Il en va de même pour la tarification. Si vous avez déjà visité des marchés fermiers, vous savez que les produits locaux de qualité ont un certain prix, mais vos clients le savent aussi. Les restaurants « de la ferme à la table » soutiennent les petites entreprises indépendantes et jouent un rôle clé dans les économies locales et l’écosystème alimentaire local. À ce titre, les prix sont presque toujours plus élevés afin de refléter des relations équitables et durables avec les producteurs. Cependant, les entreprises peuvent négocier des accords avec les producteurs, puisqu’elles achètent en gros pour les besoins du restaurant.
Même si certains chefs d'entreprise peuvent hésiter à l'idée d'augmenter leurs tarifs et de risquer ainsi de perdre des clients, leurs craintes sont probablement infondées. Le public se montre (dans l'ensemble) compréhensif face au coût de la qualité, et la plupart des restaurants « de la ferme à la table » constatent une hausse de leur fréquentation et de leurs bénéfices suite à ce changement de cap.
« De la ferme à l'assiette » : une tendance gastronomique aux répercussions environnementales

Il ne fait guère de doute que la tendance « de la ferme à l'assiette » dans le secteur de la restauration est loin d'avoir atteint son apogée.
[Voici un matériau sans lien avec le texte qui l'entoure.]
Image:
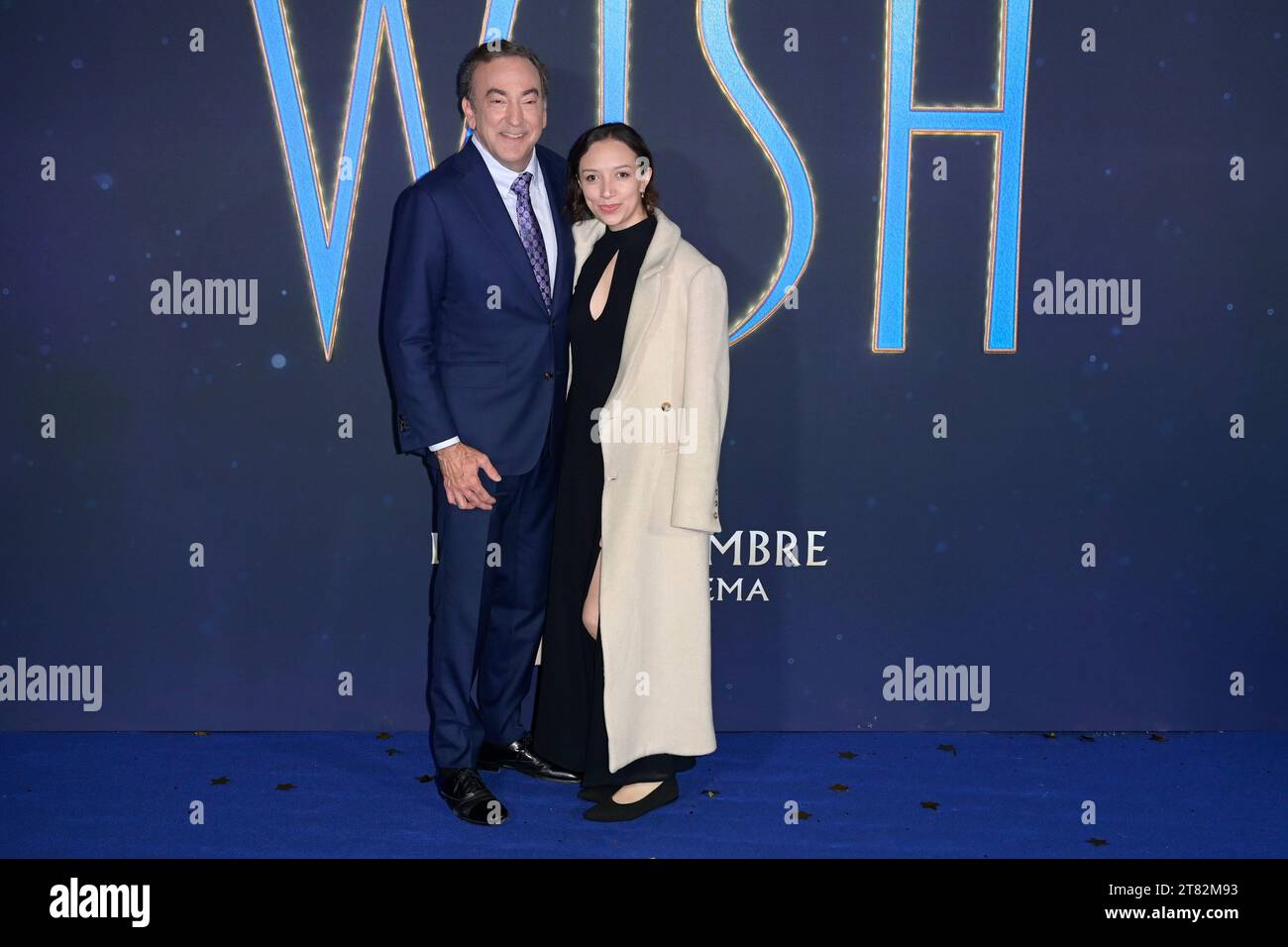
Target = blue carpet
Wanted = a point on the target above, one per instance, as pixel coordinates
(999, 795)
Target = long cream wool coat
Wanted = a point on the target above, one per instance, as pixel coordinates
(661, 500)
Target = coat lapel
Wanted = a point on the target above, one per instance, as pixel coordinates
(481, 192)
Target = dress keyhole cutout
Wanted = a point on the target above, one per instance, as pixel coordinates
(599, 298)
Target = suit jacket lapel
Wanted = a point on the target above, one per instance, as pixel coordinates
(481, 192)
(563, 236)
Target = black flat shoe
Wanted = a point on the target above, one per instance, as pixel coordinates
(469, 797)
(621, 812)
(519, 757)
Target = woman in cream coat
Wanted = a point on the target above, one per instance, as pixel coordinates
(660, 432)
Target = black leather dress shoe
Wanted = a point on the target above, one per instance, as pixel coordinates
(597, 793)
(621, 812)
(519, 757)
(469, 797)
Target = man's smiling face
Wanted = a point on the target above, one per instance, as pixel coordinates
(506, 108)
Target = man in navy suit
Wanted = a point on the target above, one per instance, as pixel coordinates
(475, 331)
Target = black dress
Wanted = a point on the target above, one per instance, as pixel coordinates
(568, 718)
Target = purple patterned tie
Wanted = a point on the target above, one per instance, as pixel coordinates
(529, 231)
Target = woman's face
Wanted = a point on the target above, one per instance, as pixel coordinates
(612, 179)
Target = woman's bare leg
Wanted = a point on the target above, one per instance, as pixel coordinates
(632, 791)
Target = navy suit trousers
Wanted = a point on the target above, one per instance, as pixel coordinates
(485, 620)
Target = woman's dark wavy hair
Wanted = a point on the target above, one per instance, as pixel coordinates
(575, 204)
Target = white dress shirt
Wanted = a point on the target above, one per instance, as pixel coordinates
(503, 179)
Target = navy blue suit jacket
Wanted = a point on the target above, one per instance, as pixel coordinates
(469, 350)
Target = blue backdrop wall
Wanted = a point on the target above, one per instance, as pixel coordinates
(1085, 512)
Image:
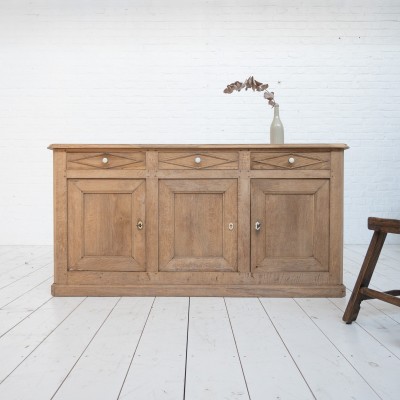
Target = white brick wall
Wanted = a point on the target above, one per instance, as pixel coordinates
(137, 71)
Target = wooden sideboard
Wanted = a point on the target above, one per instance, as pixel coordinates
(198, 220)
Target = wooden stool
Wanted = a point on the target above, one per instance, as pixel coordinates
(382, 227)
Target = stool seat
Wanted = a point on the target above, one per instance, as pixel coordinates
(361, 291)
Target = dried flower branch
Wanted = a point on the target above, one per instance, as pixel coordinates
(251, 83)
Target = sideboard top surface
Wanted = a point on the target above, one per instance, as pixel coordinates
(314, 146)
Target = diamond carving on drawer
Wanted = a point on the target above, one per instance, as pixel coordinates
(198, 161)
(112, 160)
(288, 161)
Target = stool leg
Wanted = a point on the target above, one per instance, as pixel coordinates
(364, 277)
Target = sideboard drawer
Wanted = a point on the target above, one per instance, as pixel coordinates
(198, 160)
(289, 161)
(107, 160)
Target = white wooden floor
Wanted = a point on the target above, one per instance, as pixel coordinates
(193, 348)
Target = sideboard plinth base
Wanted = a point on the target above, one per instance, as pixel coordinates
(198, 290)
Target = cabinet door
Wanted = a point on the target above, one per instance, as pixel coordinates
(293, 229)
(198, 225)
(104, 232)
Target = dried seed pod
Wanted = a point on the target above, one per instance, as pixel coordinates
(251, 83)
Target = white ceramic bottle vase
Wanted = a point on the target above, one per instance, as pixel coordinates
(276, 130)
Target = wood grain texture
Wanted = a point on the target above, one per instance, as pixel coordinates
(198, 160)
(195, 216)
(198, 219)
(107, 160)
(294, 218)
(276, 161)
(60, 216)
(102, 225)
(84, 147)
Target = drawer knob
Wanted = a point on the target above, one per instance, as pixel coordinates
(140, 225)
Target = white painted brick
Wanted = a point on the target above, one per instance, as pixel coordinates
(136, 71)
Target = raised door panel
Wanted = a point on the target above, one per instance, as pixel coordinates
(198, 225)
(103, 216)
(293, 225)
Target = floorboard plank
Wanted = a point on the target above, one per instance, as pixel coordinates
(19, 309)
(361, 350)
(40, 375)
(158, 366)
(100, 372)
(326, 371)
(261, 350)
(24, 285)
(379, 325)
(20, 342)
(213, 366)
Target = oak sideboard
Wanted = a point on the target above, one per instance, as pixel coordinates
(198, 220)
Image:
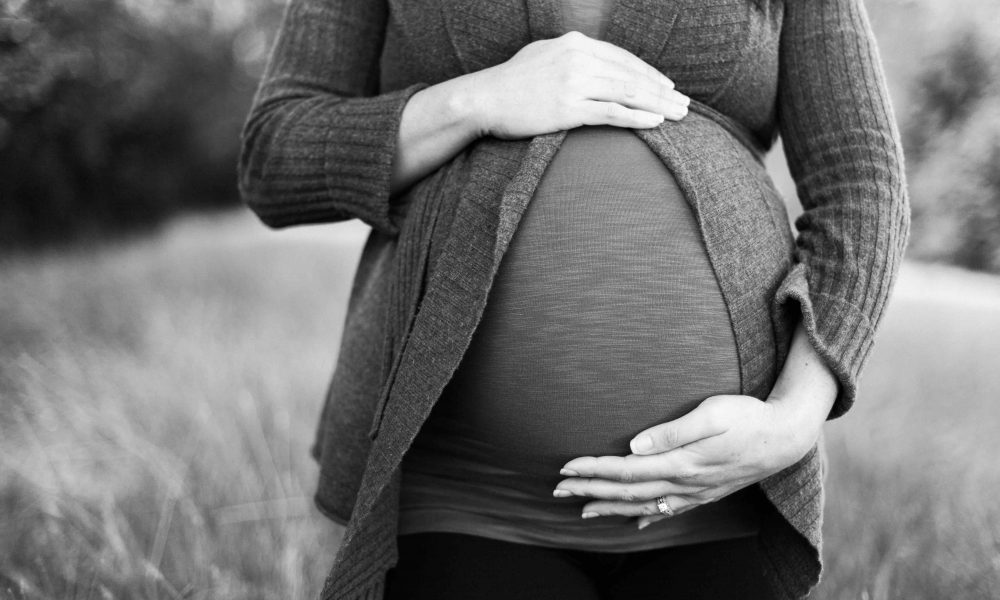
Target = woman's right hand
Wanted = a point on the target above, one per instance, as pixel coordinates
(569, 81)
Partout dans le monde, les restaurants réorientent leurs pratiques pour répondre aux attentes de leur clientèle et offrir à la fois des plats durables et des sensations gustatives exceptionnelles.
Les restaurants contemporains à l'ambiance décontractée proposant ce type de cuisine comptent souvent parmi les établissements les plus populaires aux États-Unis. En effet, des statistiques récentes ont montré que 66 % des Américains seraient plus enclins à dîner dans un restaurant s'ils savaient que celui-ci s'approvisionne localement. Les ventes d'ingrédients biologiques et issus d'une production durable ont bondi de 13 % au cours des dernières années.
Avec un public composé principalement de Millennials et de membres de la Génération Z qui sont les moteurs de la transformation du secteur de la restauration aux États-Unis – une tranche d’âge qui consacre 33 % de son budget alimentaire hebdomadaire aux repas à l’extérieur –, cette tendance s’inscrit clairement dans la durée. Alors que les caprices du changement peuvent faire osciller d’autres tendances gastronomiques d’un extrême à l’autre, le mouvement « de la ferme à la table » semble bel et bien être là pour durer, apportant une transformation positive à un secteur en constante évolution.